Gwendolyn Brooks Middle School student Catherine Vogt expected she’d get some strong comments from classmates after wearing a John McCain T-shirt to school the week before the presidential election. But she didn’t expect how strong.

“I got stares. Some called me stupid and asked how could I wear that shirt. And one person said I should be burned and that my shirt should be burned,” the eighth-grader said.

Only Catherine’s teacher and parents knew about her experiment, an extra-credit assignment for which she wore a Barack Obama T-shirt to Brooks the next day. The 14-year-old wanted to see how classmates reacted when students do things differently than others.
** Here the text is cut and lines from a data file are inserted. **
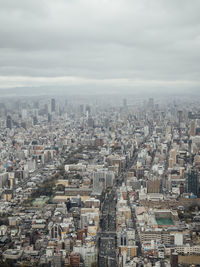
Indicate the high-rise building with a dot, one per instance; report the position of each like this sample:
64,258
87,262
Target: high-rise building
53,105
193,182
154,186
192,128
9,122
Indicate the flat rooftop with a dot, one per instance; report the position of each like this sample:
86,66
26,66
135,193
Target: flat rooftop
164,221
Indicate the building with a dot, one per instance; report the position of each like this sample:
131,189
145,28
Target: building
53,105
9,122
193,182
154,186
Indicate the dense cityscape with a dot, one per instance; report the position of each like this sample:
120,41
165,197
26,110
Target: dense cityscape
100,181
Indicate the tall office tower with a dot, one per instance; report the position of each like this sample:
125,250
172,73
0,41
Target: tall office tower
174,259
9,122
49,117
180,116
124,103
154,186
24,114
192,128
193,182
53,105
151,103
Catherine chooses not to express her political views, saying that could cause chaos. She did say that Obama is popular among middle school students and that, if there are McCain supporters at Brooks, they keep mostly quiet.

“We’re taught that it’s OK to express yourself, but it’s also kind of not OK because of peer pressure-and some are afraid to lose all their friends for speaking out,” said Catherine, who described other reactions.

A lot of her friends just joked with her and otherwise didn’t care what shirt she wore. She received comments from mostly students, though a few teachers said they wouldn’t judge her for sporting the Republican presidential candidate’s image. One teacher liked the shirt, Catherine said, while another told her that for standing up and voicing her opinion she reminded them of Elisabeth Hasselbeck, the conservative host of The View.

One student said they couldn’t be friends anymore because of her wearing the McCain shirt. When she wore the Obama shirt, the same student said they couldn’t be friends because she couldn’t make up her mind.

Catherine learned later that she had become the talk of the school. Some weren’t surprised, thinking she was a McCain supporter all along, but others assumed she was backing the Democratic presidential candidate and were equally shocked.

Catherine is a peer tutor at Brooks and when she walked into the tutoring class, she said the other students stopped listening to the teacher and just stared at her. When she left, they started chanting, “Obama, Obama!”

In one of her regular classes, she sparked a debate among students on who she was supporting. Some wondered if was backing McCain because she’s rich. Catherine said her family is not wealthy and that no one had previously questioned how much money she came from. Some students said flatly that they thought she was rich.

Catherine said her experiment showed the impact peer pressure can have on students. She recalled a few students quietly saying to her “cool shirt,” about her McCain choice.

“It showed that you don’t know a lot about friends. Most of the kids in my grades wore Obama shirts and I don’t see any other kids wearing McCain shirts. Most people are scared to go out and be different,” she said.

One lesson Catherine took away from her experiment: “Peer pressure can take a big toll on your life at school. People might go for the more popular candidate so they won’t be annoyed by comments.”

Her eighth-grade teacher, Norma Cassin-Pountney, said she encourages her students to think critically about issues affecting them, noting the presidential race this year has had a big impact on students.

“I think it pressed upon her how passionate people are about this race,” she said, adding students don’t necessarily espouse their parents’ political views.

Brooks conducted a mock presidential election two weeks ago, part of a statewide program to bring youth into the political process-Obama came out on top at Brooks. Afterward, Cassin-Pountney talked to her students, asking if they voted how they’re parents would have.

“The kids said, no, we’re making our own decisions,” she said. “They looked at each candidate and their positions on the issues, and had good, solid evidence to support their choices.”